Aus Tradition fürs Leben verstümmelt

125 Millionen Mädchen und Frauen weltweit sind beschnitten: Ihnen wurden im Kindesalter die äußeren Genitalien entfernt – weil die Gesellschaft es so verlangt.

Ihr Schicksal steht für Millionen von Mädchen auf der ganzen Welt: Die junge Sumaya Amer aus dem entlegenen ägyptischen Dorf Davudiya (siehe Reportage oben), die sich gegen die Genitalverstümmelung von Mädchen einsetzt, hat durchgemacht, was laut Schätzungen von Unicef (Kinderhilfswerk der Vereinten Nationen) 125 Millionen Mädchen und Frauen auf der ganzen Welt haben durchmachen müssen: Ihnen wurden im Kindesalter – meist zwischen fünf und 14 Jahren – von einer Hebamme oder einem traditionellen Heiler mithilfe einer Rasierklinge oder eines Messers die äußeren Geschlechtsorgane teilweise oder völlig entfernt.

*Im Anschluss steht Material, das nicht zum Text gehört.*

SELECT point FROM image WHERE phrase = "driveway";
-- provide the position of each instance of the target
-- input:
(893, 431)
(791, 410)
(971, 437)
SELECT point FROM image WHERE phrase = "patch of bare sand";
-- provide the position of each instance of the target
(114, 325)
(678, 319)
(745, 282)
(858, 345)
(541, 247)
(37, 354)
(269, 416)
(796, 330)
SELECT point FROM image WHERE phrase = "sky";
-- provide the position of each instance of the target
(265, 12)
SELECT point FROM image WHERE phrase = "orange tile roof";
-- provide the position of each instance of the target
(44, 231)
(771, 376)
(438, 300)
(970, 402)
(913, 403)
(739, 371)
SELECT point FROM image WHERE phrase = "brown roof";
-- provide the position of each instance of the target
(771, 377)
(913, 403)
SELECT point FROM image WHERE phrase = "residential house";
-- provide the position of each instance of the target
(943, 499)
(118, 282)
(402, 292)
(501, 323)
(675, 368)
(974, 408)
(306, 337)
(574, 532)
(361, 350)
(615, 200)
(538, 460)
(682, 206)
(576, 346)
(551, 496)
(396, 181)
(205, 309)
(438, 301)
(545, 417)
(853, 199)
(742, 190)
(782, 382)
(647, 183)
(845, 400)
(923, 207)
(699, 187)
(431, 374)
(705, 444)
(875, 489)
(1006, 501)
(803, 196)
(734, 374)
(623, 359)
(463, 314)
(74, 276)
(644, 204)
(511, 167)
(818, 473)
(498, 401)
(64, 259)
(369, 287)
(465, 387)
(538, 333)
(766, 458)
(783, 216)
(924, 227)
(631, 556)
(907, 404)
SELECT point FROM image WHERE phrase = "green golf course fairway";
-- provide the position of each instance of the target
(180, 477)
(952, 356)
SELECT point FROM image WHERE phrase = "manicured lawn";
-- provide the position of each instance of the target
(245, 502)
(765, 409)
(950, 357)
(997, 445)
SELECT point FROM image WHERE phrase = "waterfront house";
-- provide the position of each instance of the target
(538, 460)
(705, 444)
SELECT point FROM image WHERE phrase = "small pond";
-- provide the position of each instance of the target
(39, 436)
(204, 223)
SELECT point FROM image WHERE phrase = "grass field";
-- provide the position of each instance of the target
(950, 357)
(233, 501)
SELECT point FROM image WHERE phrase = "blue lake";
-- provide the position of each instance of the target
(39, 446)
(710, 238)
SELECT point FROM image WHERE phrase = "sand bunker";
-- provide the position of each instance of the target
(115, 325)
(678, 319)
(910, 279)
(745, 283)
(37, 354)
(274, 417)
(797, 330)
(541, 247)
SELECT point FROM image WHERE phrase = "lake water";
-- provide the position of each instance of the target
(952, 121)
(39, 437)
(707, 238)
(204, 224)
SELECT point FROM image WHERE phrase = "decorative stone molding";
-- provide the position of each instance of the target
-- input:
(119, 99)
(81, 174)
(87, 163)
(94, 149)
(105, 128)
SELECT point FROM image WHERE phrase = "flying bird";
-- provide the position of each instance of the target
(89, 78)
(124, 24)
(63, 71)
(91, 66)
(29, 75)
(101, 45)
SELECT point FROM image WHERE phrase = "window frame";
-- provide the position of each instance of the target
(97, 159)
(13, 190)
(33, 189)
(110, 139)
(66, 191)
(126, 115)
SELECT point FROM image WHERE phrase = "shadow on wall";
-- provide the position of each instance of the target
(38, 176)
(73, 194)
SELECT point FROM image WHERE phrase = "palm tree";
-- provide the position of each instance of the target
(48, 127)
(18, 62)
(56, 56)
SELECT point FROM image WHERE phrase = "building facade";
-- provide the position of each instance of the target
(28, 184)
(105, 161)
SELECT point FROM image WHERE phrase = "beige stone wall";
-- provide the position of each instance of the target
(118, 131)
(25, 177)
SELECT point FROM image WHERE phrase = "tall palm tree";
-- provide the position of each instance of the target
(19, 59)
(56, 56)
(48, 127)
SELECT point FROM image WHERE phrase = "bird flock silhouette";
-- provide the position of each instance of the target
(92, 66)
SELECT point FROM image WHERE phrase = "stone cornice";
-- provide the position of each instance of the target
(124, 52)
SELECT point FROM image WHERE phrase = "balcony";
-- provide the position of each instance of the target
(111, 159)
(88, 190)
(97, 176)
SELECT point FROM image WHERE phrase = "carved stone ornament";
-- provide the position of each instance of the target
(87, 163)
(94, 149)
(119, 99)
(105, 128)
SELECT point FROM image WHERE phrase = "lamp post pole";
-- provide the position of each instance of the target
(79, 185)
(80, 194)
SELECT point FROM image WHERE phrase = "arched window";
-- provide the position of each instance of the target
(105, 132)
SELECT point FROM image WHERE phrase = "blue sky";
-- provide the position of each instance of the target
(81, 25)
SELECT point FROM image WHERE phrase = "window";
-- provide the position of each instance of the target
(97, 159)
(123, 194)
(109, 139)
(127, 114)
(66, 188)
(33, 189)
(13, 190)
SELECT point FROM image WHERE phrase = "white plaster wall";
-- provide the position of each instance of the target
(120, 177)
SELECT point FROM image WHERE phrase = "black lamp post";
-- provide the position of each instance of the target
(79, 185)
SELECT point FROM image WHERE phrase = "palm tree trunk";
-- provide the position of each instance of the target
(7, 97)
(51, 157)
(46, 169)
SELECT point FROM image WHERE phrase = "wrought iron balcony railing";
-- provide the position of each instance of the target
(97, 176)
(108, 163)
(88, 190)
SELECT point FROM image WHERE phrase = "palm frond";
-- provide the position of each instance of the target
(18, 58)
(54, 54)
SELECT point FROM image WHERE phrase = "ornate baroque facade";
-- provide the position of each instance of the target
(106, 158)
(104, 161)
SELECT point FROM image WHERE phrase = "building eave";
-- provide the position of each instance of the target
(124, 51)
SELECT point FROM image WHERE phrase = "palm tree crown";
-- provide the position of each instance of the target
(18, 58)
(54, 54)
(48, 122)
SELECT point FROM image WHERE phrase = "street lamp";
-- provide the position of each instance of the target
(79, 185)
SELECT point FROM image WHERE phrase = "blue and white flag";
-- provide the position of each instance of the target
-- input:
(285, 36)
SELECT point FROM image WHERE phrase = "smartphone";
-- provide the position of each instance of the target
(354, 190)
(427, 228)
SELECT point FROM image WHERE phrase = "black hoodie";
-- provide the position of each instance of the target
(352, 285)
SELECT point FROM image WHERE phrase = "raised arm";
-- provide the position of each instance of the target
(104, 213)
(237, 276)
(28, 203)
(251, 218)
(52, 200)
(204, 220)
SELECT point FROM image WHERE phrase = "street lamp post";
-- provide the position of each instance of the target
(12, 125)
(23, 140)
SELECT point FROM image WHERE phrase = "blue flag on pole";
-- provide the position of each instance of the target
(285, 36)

Die Mädchen werden von ihren Müttern, die auch selbst solch einen Eingriff über sich ergehen lassen mussten, dazu gezwungen. Fast immer findet diese Beschneidung in den Häusern der Betroffenen statt – unter katastrophalen hygienischen Bedingungen. Die Mädchen erhalten vorher keine Betäubung, sie werden von Frauen festgehalten, während die Hebamme schneidet. Aber auch diese Variante gibt es, vor allem in Ägypten: Die Mädchen werden in Kliniken oder Privatpraxen gebracht, wo Ärzte die Operation illegal durchführen. Dort stimmen zwar die hygienischen Bedingungen, die physischen und psychischen Auswirkungen, unter denen die Betroffenen meist ein Leben lang leiden, bleiben gleich: Infektionen, Schmerzen beim Geschlechtsverkehr, Komplikationen bei der Geburt, Unfruchtbarkeit und Einschränkungen des sexuellen Empfindens sind nur einige der möglichen gesundheitlichen Folgen.

In 29 Ländern Afrikas und der arabischen Halbinsel gehört die Praxis der Genitalverstümmelung an Frauen (FGM, kurz für Female Gender Mutilation) zum Alltag: Am häufigsten kommt FGM in Somalia (98% der Frauen und Mädchen sind dort beschnitten), in Guinea (96%), Djibouti (93%), Ägypten (91%), Eritrea (89%) Sierra Leone (88%) und im Sudan (88%) vor. Auch im Jemen und in Syrien wird FGM praktiziert – vermutlich auch noch in einigen asiatischen Ländern, doch Daten gibt es dazu keine.

Nicht in Religion verankert. Seit Langem schon gilt FGM als Verletzung der Menschenrechte. In 26 der 29 afrikanischen Länder, in denen FGM verbreitet ist, sind solche Eingriffe illegal. Doch auch die entsprechenden Gesetze können nur wenig gegen eine alte Tradition ausrichten, die fest in der Gesellschaft verankert ist. Soziale Akzeptanz und bessere Chancen auf dem Heiratsmarkt werden laut Unicef von den Betroffenen als Hauptgründe für das Festhalten an FGM genannt. Auch medizinische Mythen und ästhetische Vorstellungen spielen eine Rolle, zudem soll so die Sittsamkeit der Frau gewahrt werden.

Egal, ob Muslime oder Christen, mit Religion hat die „schädliche Tradition“ – wie Aktivisten FGM nennen – nichts zu tun. Obwohl in den Augen vieler Betroffener Religion ein wichtiger Grund für eine Beschneidung ist, gibt es in den religiösen Schriften keine Rechtfertigung dafür. In Ägypten wurde 2007 von einem hohen islamischen Gremium eine Fatwa dagegen erlassen, Fatwas regionaler Autoritäten folgten. Die Praxis konnte dennoch nicht eingedämmt werden. Religion und Traditionen sind eben – vor allem in ländlichen Regionen – eng miteinander verwoben.

Das Problem bleibt allerdings nicht auf Afrika beschränkt: Auch in Europa und in Nordamerika sind Ärzte immer wieder damit konfrontiert. Migranten bringen FGM aus der alten Heimat mit in die neue. Wenn möglich, fahren sie mit ihren Töchtern nach Hause, um dort eine Beschneidung durchführen zu lassen. Es gibt aber auch Berichte darüber, dass Beschneiderinnen nach Übersee fahren, um gleich eine Vielzahl an Mädchen dem Ritual zu unterziehen. In Europa sind rund eine halbe Million Mädchen und Frauen laut Schätzungen der EU-Kommission beschnitten. In Österreich sollen es um die 8000 sein.